I haven't yet checked for any output from the USB port.
For that I just connected a terminal program to the virtual COM port the CH340N creates on a PC. I don't know what the serial port speed is though. A scope connected to the header near U1 could work that out.
Feliciano,this measurement operation is true for the classical tester scheme. But in the clone version with a fake processor, the LM358 operational amplifier is present in the zener diode measurement circuit.What function does it perform in the scheme? A clear and understandable schematic diagram of the clone is needed to definitively determine the cause of this error.
I have a recently manufactured LCR-TC1 clone containing two LM358 opamps. I will endeavor to post a schematic of my unit. This unit employs APT32F172K8T6 MCU. I have the MCU pinout so I can show which of its I/O pins are used for zener diode test when I draw the schematic.
I also ordered replacement U7 devices at the same time. I will be testing the revised circuit you recommend as soon as these arrive.
For me, your efforts to restore this clone from FNIRSI look ridiculous - it's like trying to make a chocolate candy out of shit!? FNIRSI has released a crude, low-quality product to the market, which does not correspond to the level of this project in any way.
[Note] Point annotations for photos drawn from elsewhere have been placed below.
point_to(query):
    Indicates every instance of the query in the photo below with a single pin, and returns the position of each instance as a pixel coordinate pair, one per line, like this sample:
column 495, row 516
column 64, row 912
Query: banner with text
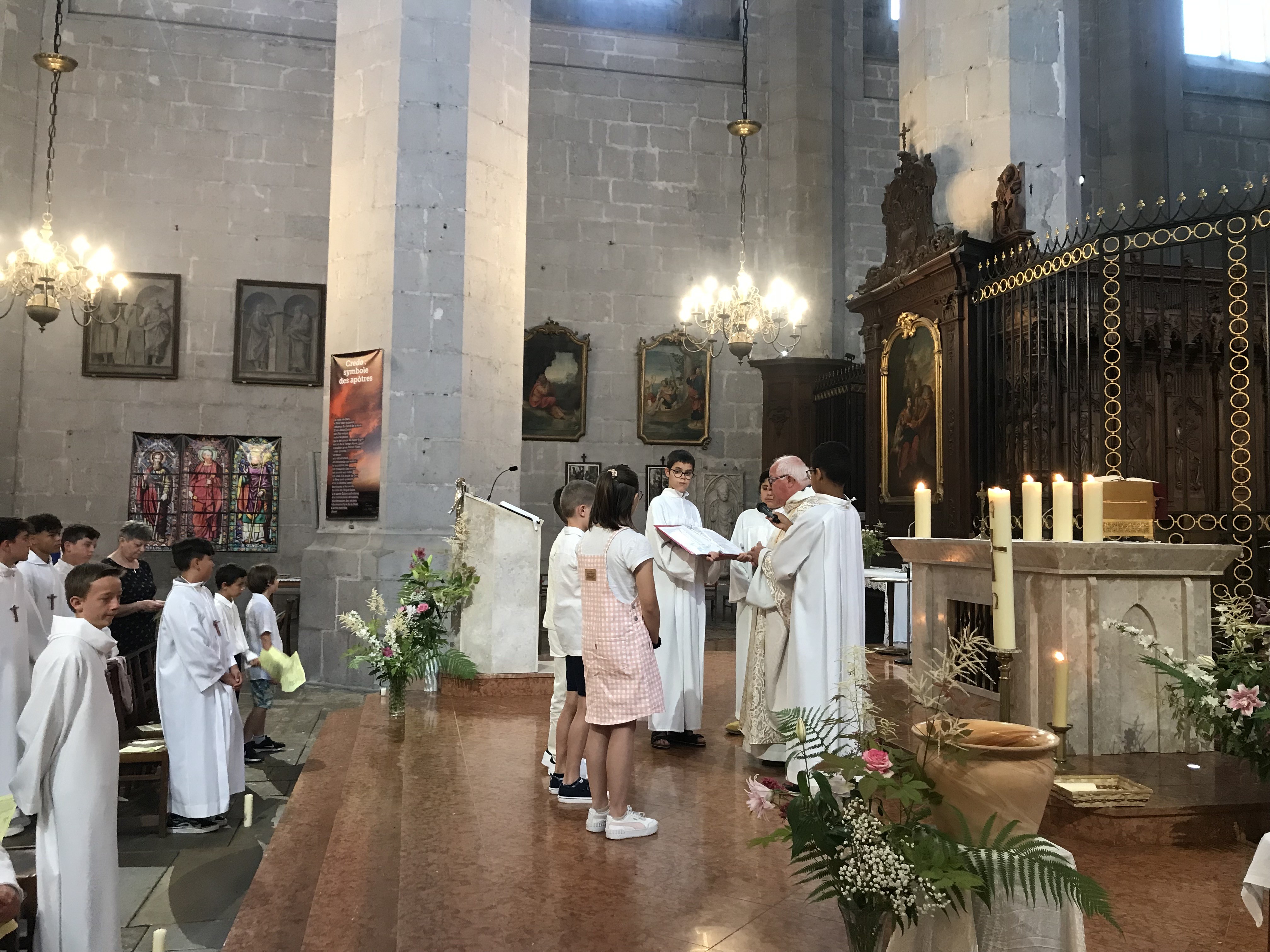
column 355, row 436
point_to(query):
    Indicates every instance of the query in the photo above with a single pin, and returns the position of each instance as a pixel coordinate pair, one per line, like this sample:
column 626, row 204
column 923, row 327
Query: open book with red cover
column 698, row 540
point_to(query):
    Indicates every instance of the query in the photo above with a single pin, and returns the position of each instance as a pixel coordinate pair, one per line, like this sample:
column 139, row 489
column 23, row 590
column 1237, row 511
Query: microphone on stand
column 510, row 469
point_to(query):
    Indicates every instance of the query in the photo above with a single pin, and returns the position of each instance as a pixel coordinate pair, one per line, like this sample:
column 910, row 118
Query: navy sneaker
column 577, row 792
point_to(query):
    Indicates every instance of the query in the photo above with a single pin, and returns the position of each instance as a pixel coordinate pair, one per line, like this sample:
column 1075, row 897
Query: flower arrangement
column 858, row 828
column 413, row 642
column 1221, row 697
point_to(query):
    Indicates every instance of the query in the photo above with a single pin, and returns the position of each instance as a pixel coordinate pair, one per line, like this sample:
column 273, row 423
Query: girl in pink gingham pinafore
column 623, row 682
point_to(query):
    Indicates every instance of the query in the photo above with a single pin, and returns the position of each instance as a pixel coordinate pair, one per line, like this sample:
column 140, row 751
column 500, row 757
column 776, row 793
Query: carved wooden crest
column 912, row 236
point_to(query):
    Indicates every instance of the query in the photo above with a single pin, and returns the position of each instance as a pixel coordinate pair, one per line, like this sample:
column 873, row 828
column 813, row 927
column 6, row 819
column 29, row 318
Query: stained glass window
column 224, row 489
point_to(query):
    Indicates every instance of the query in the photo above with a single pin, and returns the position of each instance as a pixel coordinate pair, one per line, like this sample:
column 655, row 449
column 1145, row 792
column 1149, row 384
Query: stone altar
column 1063, row 591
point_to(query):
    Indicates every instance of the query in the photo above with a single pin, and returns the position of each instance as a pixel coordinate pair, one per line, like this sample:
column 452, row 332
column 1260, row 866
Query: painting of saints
column 206, row 497
column 154, row 494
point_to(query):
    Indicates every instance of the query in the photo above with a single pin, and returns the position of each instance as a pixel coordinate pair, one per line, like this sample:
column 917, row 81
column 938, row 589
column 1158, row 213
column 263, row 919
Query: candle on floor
column 1032, row 509
column 1062, row 509
column 1003, row 569
column 921, row 512
column 1061, row 666
column 1091, row 509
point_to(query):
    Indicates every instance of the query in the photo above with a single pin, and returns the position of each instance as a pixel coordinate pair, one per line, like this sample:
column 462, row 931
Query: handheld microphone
column 510, row 469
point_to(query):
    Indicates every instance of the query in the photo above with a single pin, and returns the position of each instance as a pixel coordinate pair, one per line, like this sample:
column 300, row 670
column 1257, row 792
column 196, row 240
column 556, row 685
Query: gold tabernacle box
column 1130, row 508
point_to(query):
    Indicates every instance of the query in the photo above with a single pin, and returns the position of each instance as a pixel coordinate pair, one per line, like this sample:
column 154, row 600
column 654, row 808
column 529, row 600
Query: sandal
column 689, row 739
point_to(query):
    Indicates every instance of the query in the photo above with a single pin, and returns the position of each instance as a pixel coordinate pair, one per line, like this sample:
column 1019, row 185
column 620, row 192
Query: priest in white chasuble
column 752, row 529
column 69, row 774
column 196, row 678
column 681, row 596
column 17, row 626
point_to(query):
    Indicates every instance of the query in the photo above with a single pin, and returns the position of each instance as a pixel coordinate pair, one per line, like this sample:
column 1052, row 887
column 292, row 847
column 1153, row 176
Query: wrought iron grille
column 1138, row 347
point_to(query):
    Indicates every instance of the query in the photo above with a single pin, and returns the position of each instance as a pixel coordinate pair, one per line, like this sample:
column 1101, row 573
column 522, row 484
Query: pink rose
column 1244, row 700
column 878, row 762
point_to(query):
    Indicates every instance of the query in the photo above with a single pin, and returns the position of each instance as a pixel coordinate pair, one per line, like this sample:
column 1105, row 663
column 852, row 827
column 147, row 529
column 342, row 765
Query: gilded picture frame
column 912, row 409
column 554, row 390
column 673, row 390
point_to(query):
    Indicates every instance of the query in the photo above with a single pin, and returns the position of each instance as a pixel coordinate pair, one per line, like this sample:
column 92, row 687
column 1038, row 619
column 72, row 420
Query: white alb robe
column 69, row 777
column 199, row 711
column 48, row 593
column 820, row 564
column 681, row 596
column 17, row 620
column 752, row 527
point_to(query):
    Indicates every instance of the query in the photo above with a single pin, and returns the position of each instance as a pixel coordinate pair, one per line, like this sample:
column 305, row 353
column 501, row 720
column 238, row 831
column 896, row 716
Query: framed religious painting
column 554, row 391
column 144, row 339
column 675, row 390
column 154, row 488
column 280, row 333
column 912, row 409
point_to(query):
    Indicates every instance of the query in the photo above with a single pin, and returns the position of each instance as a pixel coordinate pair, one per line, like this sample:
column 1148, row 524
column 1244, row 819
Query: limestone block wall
column 197, row 151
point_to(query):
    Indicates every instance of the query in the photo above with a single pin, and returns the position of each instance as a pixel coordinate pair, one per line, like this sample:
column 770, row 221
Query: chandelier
column 740, row 314
column 44, row 272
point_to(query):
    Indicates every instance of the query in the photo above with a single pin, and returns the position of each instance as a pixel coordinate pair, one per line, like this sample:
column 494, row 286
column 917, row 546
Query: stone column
column 987, row 83
column 427, row 261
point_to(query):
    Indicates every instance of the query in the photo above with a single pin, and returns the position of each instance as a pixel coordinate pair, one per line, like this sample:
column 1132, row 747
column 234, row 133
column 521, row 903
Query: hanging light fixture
column 740, row 313
column 45, row 272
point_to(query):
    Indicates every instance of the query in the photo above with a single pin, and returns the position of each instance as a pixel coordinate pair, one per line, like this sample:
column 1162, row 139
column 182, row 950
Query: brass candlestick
column 1005, row 659
column 1061, row 763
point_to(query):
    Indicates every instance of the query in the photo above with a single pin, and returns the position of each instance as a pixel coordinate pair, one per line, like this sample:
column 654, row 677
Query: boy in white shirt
column 230, row 582
column 261, row 625
column 563, row 621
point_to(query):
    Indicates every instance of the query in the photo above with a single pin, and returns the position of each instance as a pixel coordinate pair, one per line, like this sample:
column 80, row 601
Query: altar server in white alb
column 43, row 579
column 681, row 597
column 69, row 774
column 820, row 565
column 752, row 529
column 196, row 681
column 18, row 631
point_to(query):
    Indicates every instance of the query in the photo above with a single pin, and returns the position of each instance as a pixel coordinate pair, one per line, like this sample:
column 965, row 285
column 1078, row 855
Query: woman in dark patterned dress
column 134, row 626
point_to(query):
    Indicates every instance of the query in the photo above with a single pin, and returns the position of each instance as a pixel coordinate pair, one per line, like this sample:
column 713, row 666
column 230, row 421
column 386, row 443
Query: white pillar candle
column 1061, row 667
column 1062, row 509
column 1032, row 511
column 1003, row 570
column 921, row 512
column 1091, row 509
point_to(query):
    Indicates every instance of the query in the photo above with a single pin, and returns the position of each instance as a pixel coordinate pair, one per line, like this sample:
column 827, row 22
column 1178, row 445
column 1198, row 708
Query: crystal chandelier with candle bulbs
column 44, row 272
column 738, row 314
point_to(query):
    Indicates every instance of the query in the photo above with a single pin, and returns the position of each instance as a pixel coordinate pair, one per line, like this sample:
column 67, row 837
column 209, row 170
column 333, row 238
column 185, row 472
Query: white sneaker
column 630, row 825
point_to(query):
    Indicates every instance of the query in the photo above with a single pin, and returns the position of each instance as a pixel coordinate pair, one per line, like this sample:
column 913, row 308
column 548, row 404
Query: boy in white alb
column 69, row 774
column 196, row 676
column 563, row 621
column 261, row 626
column 43, row 581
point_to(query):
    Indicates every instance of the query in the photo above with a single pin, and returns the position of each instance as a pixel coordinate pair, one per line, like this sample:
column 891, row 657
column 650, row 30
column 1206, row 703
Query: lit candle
column 1061, row 666
column 1091, row 508
column 1032, row 511
column 1062, row 509
column 921, row 512
column 1003, row 570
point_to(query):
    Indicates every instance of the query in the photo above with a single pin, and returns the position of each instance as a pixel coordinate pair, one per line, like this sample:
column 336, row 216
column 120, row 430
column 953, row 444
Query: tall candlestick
column 1032, row 511
column 1091, row 509
column 921, row 512
column 1061, row 667
column 1003, row 570
column 1062, row 509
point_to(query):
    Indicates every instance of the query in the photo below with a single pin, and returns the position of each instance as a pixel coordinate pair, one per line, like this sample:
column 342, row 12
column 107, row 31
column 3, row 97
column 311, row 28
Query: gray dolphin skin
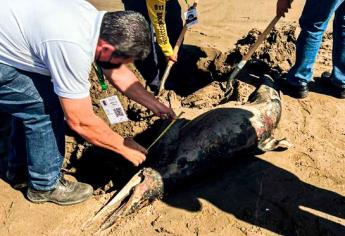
column 192, row 148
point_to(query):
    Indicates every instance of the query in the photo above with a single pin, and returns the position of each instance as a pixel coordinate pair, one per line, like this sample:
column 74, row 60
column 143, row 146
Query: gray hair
column 129, row 32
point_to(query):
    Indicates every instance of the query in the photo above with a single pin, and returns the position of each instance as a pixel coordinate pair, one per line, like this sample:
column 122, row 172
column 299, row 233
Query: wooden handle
column 261, row 38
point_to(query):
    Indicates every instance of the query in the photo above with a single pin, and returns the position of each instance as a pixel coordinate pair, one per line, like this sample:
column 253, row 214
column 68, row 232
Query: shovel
column 246, row 57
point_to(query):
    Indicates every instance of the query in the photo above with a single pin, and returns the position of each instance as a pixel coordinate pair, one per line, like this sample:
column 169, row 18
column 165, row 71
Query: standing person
column 313, row 22
column 46, row 54
column 166, row 24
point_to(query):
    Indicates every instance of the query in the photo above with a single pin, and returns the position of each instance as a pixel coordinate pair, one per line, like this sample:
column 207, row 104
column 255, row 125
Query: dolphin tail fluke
column 272, row 144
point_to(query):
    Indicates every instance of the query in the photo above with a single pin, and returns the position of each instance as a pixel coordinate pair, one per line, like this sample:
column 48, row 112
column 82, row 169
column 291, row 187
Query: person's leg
column 148, row 68
column 338, row 73
column 30, row 99
column 17, row 171
column 5, row 131
column 173, row 21
column 313, row 22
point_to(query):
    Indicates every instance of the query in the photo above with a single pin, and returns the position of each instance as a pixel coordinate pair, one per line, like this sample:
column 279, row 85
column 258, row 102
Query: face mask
column 107, row 65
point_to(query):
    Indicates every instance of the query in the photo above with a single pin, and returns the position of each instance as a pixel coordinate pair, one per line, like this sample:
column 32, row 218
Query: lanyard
column 100, row 76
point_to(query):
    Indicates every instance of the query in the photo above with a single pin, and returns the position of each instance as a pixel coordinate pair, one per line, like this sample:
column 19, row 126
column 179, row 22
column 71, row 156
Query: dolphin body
column 192, row 148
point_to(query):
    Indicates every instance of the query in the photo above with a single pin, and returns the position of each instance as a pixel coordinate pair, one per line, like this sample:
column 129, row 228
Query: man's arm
column 81, row 118
column 127, row 83
column 283, row 7
column 156, row 10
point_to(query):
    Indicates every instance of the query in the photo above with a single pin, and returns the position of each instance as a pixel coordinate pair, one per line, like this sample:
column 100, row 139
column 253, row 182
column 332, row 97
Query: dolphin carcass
column 192, row 148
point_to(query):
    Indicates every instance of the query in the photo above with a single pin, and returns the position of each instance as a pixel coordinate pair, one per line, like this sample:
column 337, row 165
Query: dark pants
column 313, row 22
column 29, row 104
column 155, row 62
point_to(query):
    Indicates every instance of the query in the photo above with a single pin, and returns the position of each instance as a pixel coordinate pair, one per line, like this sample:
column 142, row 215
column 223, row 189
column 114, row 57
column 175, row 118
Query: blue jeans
column 28, row 102
column 151, row 66
column 313, row 22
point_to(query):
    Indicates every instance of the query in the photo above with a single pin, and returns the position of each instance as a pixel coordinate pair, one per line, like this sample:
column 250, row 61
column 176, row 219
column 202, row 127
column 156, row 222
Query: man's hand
column 133, row 152
column 283, row 7
column 163, row 111
column 171, row 58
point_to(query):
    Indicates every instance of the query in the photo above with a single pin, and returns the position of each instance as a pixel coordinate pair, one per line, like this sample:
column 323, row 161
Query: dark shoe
column 337, row 91
column 65, row 193
column 296, row 91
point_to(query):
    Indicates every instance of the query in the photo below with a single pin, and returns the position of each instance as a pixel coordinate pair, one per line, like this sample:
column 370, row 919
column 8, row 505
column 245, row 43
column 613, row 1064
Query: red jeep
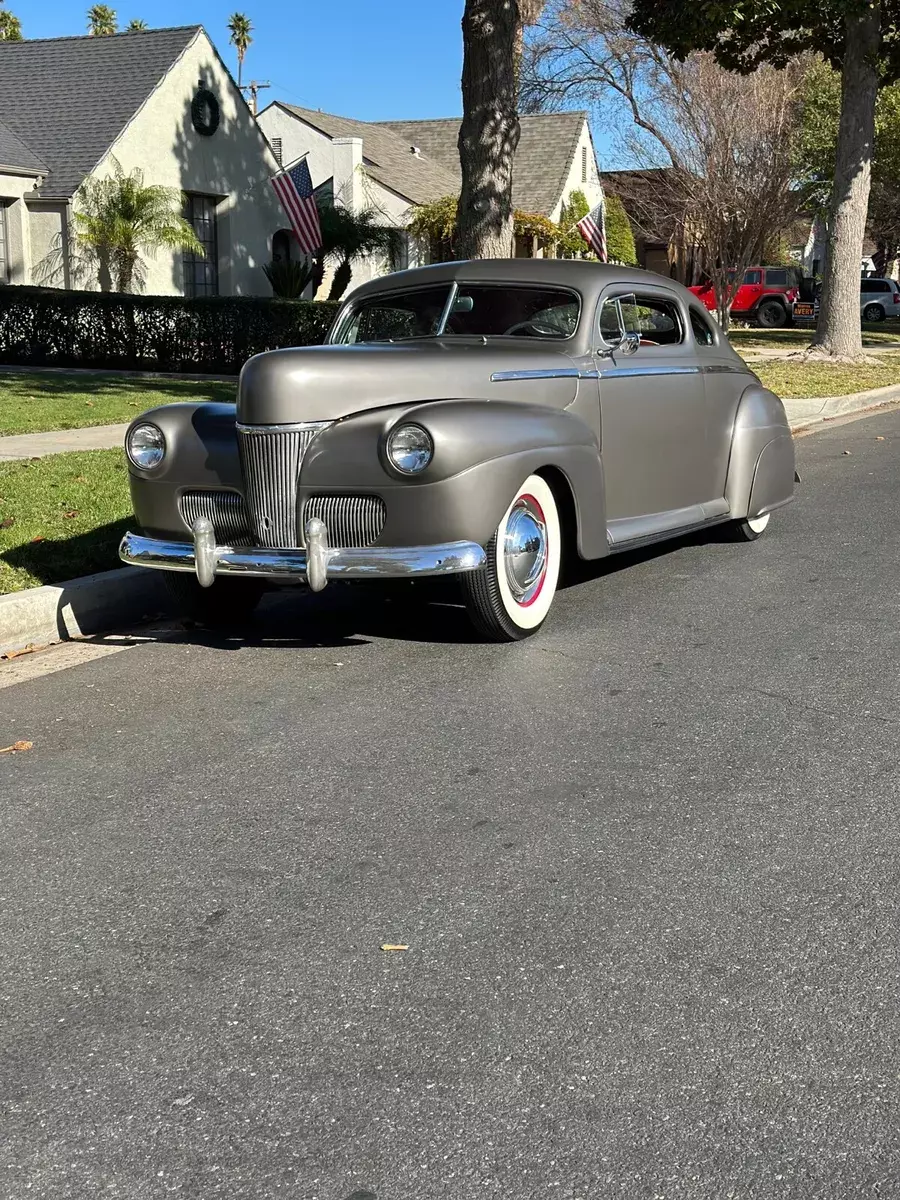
column 767, row 294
It is desirable to return such products to the seller, to demand a refund of the money spent for wasting time.
If it was from Amazon I would have returned it. But this was eBay purchase shipped direct from China. I have bought from same large Chinese eBay vendor many times with no problem. So I think I will keep it and use it for experimentation.
The build quality
of its PC board is actually better than some of my older transistor tester units. The LCD display is sharp & bright. The plastic case is well designed and it looks great. Aside from failure of U7 in the 30V step-up circuit for zener diode test, this LCR-TC1 is
reasonably functional. So far I observed it gives accurate results for resistors and for the uF of capacitors. I still need to make detailed tests for all other items which are identified and measured accurately by a
traditional transistor tester.
RE: Zener test feature, I temporarily inserted a 10K series resistor at the output from the 30V step-up converter. This works OK while waiting for arrival of replacement U7 chips. Note: This 10K series resistor was in the very first schematics published for implementing zener diode test feature.
I think these are the main faults of transistor testers containing non-Atmel MCU: 1) Firmware
cannot be changed or upgraded
2) Several features of the traditional transistor tester
aren’t implemented
3) 30V power source for zener testing does
not have functional current limiting
I have said before that we will get more unpleasant surprises if we test the clones now on the new CPUs in all modes.
I carefully study the customer reviews of clone models with APT32F172K8T6 and LGT8F328 chips and can add a few more differences that are characteristic of a tester based on these chips:
1.Incorrect measurement of ESR capacitors.For most serviceable electrolytic capacitors, the ESR is not defined at all or is designated as 0.00. For some types of ceramic SMD capacitors, the ESR, on the contrary, is overestimated by 10-100 times.
2.Some faulty capacitors are detected by the tester as 2 counter diodes.
3.Some BJT transistors (for example,2N5089,MPSA12,MPSA13, etc.) are defined as thyristors or resistors.
4.Some JFET transistors (e.g. J112,J113,2N5457, etc.) are not defined at all or are defined as BJT.
5. Diode assemblies with a common cathode are incorrectly determined.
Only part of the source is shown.